When you fork a persona, you copy it — but you also write an edge into a graph. The result is a lineage tree: every persona is a node, every fork is an edge, and the root is the original generation.

Why a tree

Three product needs drive it:

  1. Attribution. When a marketplace listing is forked, the original creator stays credited downstream. Royalty splits, license enforcement, and the visible "forked from" chip all read from this tree.
  2. Variant management. A brand persona with formal / casual / EN / DE forks is easier to govern when the relationships are explicit.
  3. Audit trail. Compliance teams asking "where did this voice come from?" get a deterministic answer.

Shape

{
  "id": "persona_b...",
  "parentPersonaId": "persona_a...",
  "rootPersonaId": "persona_a...",
  "ancestry": ["persona_a..."],
  "children": ["persona_c...", "persona_d..."],
  "forkAttribution": {
    "sourceCreator": "user_...",
    "sourcePersonaId": "persona_a...",
    "license": "CC-BY-4.0"
  }
}

Operations

  • ForkPOST /v1/personas/{id}/fork.
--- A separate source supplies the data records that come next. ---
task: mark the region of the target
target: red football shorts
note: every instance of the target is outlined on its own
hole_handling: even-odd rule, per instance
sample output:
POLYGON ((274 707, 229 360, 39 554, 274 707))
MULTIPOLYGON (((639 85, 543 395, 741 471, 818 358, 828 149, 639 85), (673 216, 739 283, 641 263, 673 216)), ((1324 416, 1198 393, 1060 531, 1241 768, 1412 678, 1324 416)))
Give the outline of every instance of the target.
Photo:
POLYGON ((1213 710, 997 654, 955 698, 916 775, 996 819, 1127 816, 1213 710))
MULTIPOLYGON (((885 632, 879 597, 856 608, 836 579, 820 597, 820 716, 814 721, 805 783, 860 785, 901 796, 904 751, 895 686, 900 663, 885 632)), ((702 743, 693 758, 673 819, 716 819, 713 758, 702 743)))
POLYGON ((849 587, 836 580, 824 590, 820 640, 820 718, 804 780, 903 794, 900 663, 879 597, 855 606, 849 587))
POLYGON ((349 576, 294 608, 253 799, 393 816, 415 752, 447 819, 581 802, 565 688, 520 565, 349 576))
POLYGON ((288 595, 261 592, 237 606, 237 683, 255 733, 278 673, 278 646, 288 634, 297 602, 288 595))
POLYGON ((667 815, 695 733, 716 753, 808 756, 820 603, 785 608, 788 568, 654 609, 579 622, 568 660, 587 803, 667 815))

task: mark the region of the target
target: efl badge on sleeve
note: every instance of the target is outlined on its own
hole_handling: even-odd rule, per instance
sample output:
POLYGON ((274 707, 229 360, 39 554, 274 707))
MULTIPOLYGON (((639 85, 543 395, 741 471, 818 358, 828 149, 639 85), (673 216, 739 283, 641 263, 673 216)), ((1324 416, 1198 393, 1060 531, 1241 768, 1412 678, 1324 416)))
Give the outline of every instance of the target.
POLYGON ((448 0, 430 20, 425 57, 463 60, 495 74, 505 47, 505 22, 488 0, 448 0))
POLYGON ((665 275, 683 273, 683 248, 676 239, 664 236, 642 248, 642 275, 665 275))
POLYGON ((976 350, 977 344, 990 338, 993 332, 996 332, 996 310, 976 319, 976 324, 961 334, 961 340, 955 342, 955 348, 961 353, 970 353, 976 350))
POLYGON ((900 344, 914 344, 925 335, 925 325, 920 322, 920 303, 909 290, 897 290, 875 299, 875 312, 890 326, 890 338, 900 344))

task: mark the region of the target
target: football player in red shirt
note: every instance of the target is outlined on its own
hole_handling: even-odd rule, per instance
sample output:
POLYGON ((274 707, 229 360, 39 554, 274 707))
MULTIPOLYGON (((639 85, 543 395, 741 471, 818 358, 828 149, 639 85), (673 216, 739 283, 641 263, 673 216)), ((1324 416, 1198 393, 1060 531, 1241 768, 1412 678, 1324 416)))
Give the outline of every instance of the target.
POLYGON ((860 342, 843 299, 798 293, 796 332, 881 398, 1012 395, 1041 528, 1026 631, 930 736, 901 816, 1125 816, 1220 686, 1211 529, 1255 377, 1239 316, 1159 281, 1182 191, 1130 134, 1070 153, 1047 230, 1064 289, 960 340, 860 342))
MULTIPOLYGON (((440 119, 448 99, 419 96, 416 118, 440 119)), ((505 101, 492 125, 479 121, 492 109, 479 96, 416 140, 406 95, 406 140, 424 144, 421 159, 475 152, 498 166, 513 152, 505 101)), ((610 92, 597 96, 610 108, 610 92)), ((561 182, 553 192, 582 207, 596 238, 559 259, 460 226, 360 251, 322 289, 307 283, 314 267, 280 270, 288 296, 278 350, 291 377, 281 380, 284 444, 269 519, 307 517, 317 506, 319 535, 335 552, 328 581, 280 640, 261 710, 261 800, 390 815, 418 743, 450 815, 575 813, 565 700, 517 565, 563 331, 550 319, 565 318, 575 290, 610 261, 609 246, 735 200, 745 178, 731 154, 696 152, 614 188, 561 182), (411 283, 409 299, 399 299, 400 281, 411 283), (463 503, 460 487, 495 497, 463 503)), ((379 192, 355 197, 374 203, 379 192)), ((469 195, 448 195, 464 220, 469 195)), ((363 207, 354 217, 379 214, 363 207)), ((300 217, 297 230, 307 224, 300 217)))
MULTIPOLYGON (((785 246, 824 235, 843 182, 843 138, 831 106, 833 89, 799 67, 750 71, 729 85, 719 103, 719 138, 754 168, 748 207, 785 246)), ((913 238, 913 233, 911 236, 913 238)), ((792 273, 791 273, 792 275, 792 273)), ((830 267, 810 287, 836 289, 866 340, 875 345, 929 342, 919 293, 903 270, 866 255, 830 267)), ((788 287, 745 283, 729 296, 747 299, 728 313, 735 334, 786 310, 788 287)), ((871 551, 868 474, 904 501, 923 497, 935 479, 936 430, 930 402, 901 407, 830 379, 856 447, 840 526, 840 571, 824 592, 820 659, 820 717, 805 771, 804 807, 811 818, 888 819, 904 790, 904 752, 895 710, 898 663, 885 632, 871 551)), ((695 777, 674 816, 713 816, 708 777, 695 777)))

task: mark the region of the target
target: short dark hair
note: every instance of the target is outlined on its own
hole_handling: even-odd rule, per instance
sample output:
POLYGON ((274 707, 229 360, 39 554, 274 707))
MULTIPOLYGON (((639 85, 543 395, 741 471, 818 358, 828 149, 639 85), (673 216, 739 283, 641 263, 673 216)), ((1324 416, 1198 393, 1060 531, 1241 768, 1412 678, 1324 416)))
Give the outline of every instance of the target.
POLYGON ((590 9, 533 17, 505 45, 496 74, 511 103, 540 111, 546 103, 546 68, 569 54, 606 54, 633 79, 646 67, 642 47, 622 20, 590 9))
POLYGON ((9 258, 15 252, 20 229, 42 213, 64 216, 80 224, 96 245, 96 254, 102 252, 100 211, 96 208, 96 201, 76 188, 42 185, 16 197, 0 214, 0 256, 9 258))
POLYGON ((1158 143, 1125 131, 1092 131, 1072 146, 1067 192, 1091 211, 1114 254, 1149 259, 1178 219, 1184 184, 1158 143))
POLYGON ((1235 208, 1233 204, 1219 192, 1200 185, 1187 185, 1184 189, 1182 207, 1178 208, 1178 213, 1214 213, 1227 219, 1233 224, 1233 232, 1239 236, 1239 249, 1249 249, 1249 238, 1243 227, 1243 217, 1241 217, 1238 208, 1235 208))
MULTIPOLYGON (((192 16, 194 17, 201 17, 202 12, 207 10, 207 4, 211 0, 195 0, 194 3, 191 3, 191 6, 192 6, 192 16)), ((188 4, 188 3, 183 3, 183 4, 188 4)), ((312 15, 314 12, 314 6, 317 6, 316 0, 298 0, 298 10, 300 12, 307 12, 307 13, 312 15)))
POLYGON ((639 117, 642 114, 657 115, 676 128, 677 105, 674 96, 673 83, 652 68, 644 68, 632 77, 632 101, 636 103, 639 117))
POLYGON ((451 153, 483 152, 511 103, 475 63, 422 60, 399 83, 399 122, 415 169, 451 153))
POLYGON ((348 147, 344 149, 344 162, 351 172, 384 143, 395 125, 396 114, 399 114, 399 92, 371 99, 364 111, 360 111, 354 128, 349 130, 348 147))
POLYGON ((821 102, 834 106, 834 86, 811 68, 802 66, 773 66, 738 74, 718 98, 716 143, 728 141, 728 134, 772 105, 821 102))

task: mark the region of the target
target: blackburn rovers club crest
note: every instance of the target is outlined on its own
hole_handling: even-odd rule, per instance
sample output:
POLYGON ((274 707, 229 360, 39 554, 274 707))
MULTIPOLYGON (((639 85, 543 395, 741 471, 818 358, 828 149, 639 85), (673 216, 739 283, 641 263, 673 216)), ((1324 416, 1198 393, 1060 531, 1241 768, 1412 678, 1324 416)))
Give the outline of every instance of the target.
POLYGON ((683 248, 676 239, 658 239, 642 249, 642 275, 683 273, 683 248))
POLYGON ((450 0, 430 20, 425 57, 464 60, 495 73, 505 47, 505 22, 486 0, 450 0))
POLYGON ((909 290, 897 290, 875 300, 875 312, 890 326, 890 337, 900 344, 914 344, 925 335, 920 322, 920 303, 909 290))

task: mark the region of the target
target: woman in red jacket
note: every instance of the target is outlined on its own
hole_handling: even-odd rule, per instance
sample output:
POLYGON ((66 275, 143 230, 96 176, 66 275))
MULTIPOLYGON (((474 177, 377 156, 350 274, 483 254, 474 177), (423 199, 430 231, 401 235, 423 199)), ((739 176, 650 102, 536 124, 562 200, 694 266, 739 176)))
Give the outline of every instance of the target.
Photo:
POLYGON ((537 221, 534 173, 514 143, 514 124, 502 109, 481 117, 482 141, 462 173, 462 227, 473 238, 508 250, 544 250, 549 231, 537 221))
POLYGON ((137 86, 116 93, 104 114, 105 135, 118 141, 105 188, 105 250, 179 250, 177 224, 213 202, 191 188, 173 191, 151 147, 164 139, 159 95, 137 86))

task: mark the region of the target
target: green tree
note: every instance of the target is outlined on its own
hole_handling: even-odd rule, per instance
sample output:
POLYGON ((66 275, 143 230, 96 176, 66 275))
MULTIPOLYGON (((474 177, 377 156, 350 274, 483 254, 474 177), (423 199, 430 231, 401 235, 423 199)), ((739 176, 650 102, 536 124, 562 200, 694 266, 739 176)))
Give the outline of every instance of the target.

Optional refine arg to apply an axis transform during the fork.
  • List lineageGET /v1/personas/{id}/lineage. Full graph for the persona's root, with depth controls.
  • Attribute driftconsistency.distinctiveness compares a fork against its parent; too far is warn/block/flag per config.

Tier

Free-and-up for read. Forking is Pro+. Public marketplace forks (third-party listing → workspace) require the source listing's license to permit derivatives.

Honest scope

Lineage tracks persona-to-persona ancestry. It does not track "this chat session derived from this persona" — that's the session metadata, not lineage. Don't conflate the two.